6. Geography Matters Less Than It Used To
For years, founders asked one question: do I need to move to Silicon Valley?
Today, the answer is more nuanced.
Silicon Valley remains powerful because of its capital recycling cycle. Successful founders exit, become angels, fund new founders, and repeat the loop.
But remote work changed the equation.
Founders can now build in Nashville, Austin, Estonia, or anywhere with strong talent and internet access.
Capital still clusters. But access to capital is more distributed than ever.
The real differentiator is not location. It is network density and execution.
7. If You Are Raising Now, Think Like a Surfer
Nathan used a metaphor that resonates: the surfer hoping to catch an epic wave.
You cannot wait until the wave arrives to paddle out. You need to already be in the water, ready and well-positioned in the lineup.
In startup terms:
- Keep your company alive.
- Control burn.
- Extend runway.
- Keep building.
- Stay visible to investors.
In short, keep going, even if things are tough right now. When markets turn, they turn quickly.
Founders who are already in motion are the ones who catch the next wave.

8. Why Founder Psychology Matters More Than Ever
Perhaps the most important takeaway from this conversation is psychological.

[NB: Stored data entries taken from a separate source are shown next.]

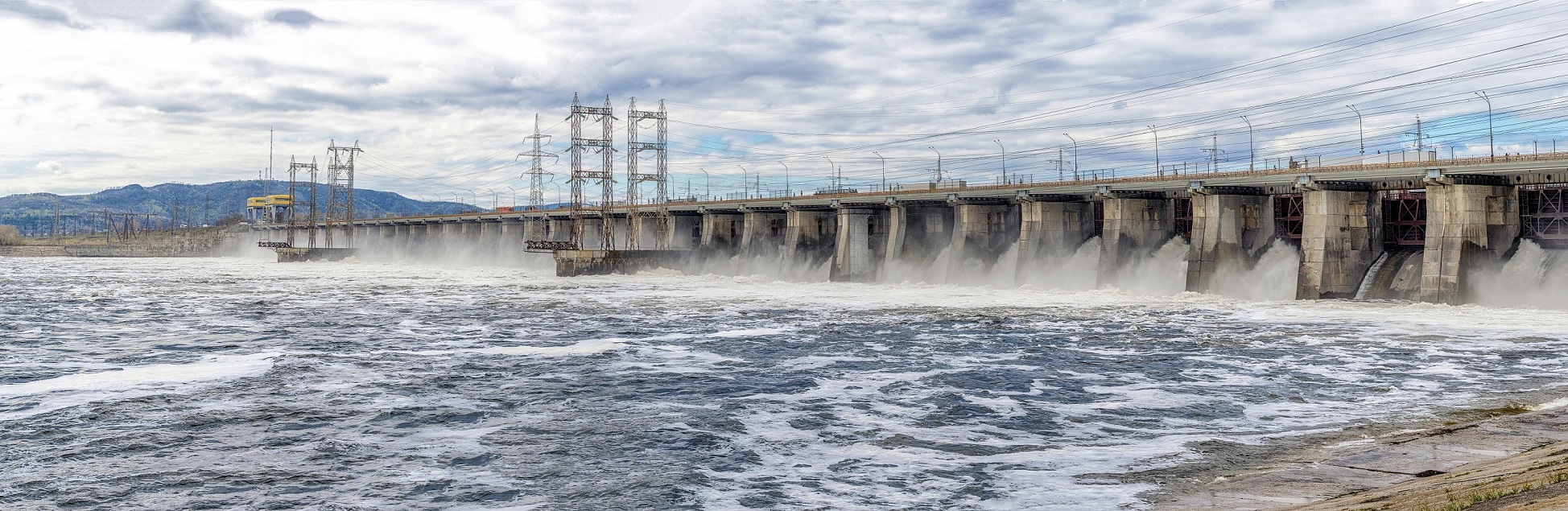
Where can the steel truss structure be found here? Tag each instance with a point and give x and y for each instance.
(604, 176)
(1289, 210)
(1182, 216)
(294, 190)
(1404, 218)
(659, 176)
(1543, 215)
(340, 192)
(537, 175)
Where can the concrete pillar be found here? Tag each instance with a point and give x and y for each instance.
(535, 229)
(559, 229)
(916, 234)
(510, 237)
(722, 233)
(1228, 234)
(764, 233)
(984, 231)
(646, 231)
(1054, 229)
(810, 234)
(1133, 228)
(1341, 239)
(489, 237)
(853, 259)
(686, 233)
(1467, 226)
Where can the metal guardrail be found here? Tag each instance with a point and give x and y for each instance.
(549, 246)
(1104, 180)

Startups are emotionally volatile.
You may earn less than your employees some years. You may question your decision to leave a stable career. You may watch entire sectors freeze.
That does not mean you made the wrong call.
It means you are operating inside a cycle.
The founders who win are not always the smartest or the most connected. Often, they are the ones who stayed in the game long enough for conditions to move in their favor.
Final Takeaway for Founders
Capital did not disappear.
It concentrated. It slowed. It became more selective.
But cycles turn.
If you are building right now:
- Stay disciplined.
- Focus on one real pain point.
- Avoid product sprawl.
- Extend the runway.
- Keep relationships warm.
And when the next funding wave builds, be ready.
Because the best time to catch it is not when it is obvious. It is when you see it building on the horizon and are already paddling furiously.